Crossroads (Jonathan Franzen)

The first volume of Jonathan Franzen’s saga of contemporary American family life, “Crossroads” (2021) promises less to come.

The Hildebrandts of New Prospect are falling apart and they don’t know it.  Worse still, they are unremittingly dull, and the author doesn’t know it.  The hypocritical, craven pastor father, Russ, lusts after a parishioner. He despises his peculiar and repressed wife, Marion.  He loathes a popular youth worker at the church ‘Crossroads’ group.  He acts inappropriately with teenaged girls.  That’s about all he does. The Hildebrandt parents barely register their children – the all-American elder son, the thinly-realised daughter, the drug-addled middle son and the barely-there youngest child (who is clearly being saved for the sequels).  However, after a crisis Russ and Marion are shocked into noticing and indeed, doting on one of their turgid offspring at the expense of the others.

The Hildebrandts and their circle are all generally unobservant, unpleasant people which wouldn’t matter if they were of interest, but they are not.  Russ and Marion’s pasts are probably the best parts of the novel, but by the time of the current action, they have become dreary people raising dreary children.  Franzen spells out every character’s every thought.  Characters talk things through in just the way real people don’t.  “‘I don’t know how it happened,’ Russ said.  ‘How I came to hate you so much.  It goes way beyond pride – it’s basically consumed my life, and I don’t understand it.  How can I be a servant of God and feel this way.  Just being in this office is a torture.  The only thing I can say in my defence is that I can’t control it.  I can’t think of you for five seconds without feeling sick.  I can’t even look at you now – your face makes me sick.’  He sounded like a little girl running to her parent with hurt feelings.  Mean Rick made me feel bad.  ‘If it’s any comfort,’ Ambrose said, ‘I don’t like you, either.  I used to have a lot of respect for you, but that’s long gone.””  Marion even gets her own therapist to explain herself to in expository dialogue.

There is a long late section about a church working camp supposed to benefit Navajo communities. It feels manufactured and allows Franzen to patronise the reader with his views of ‘spirituality’ and ‘social justice’.  Just what this book needs; a sermon.

There are some nice scenes – a frightening car ride in Italy; the teenaged drunken Perry disgracing himself at a clergy party:-

“Reverend Haefle placed a gentle hand on Perry’s shoulder.  More roughly than necessary, Perry shook it off.  He knew he needed to calm down, but the heat in his head was extraordinary. ‘This is what I’m talking about,’ he said very loudly.  ‘No matter what I do, it’s always me who’s in the wrong.  You’re all saved, but apparently I’m damned.  Do you think I enjoy being damned?’  A sob of self-pity escaped him.  I’m doing the best I can!’ The living room was now completely quiet.  Through tears, he saw twenty pairs of clerical and spousal eyes on him, among them, near the front door, to his shame and dismay, were his mother’s.”

Franzen has taken on big issues.   The dangers of sliding past family members until you collide, wasted years, blinkered self-absorption, responsibility to the community, individuality, how to be good, God, Jesus, sex, drugs, long hair, sex, Jesus and drugs.  But the book has no depth.
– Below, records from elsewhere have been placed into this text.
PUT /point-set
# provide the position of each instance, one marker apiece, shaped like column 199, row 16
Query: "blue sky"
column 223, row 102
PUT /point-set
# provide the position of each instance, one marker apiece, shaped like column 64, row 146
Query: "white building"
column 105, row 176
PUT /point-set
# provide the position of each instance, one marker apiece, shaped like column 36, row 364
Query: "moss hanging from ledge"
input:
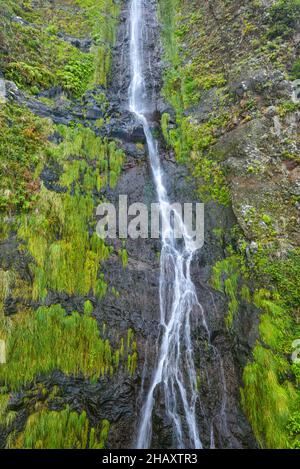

Franzen’s efforts to evoke the numinous and ineffable are given in trite discussions between clergy or Perry’s drugged ravings.

Perry Hildebrandt, by the way, is alleged to have an IQ of 160.  We see no evidence of his supposed genius other than his rants when high.  Which read like a paraphrasing of a Wikipedia entry.  “‘…She’s a total F-O-X.  And I don’t mean some esoteric oxyfluoride salt of xenon, although, interestingly, they’ve synthesized some salts like that, in spite of the supposed completeness of xenon’s outermost electron shell, which you’d think couldn’t happen, and, yes, I realize I digress.  My point in mentioning chemistry was that it’s not the point, but you must admit it’s pretty incredible.  Everyone assumed that xeon was inert, I mean it’s such a credit to the fluorine atom – its oxidizing powers.  Wouldn’t you agree that it’s incredible.”

The book takes no risks with character or plot.   That is not to say that either should be unrealistic – this is, after all, a study of mundanity (with aborted sojourns in the foothills of philosophy) but we feel that Franzen is husbanding the people and the twists of fate for the later books in the trilogy.  For example, a character who should be dead is spared.  The reader is not.

Crossroads : A Key To All Mythologies - Jonathan Franzen

[Editorial note: the subtitle to this book is “A Key To All Mythologies” (after the dud unfinished work by a dud who’s finished, in Middlemarch.) Enough said.]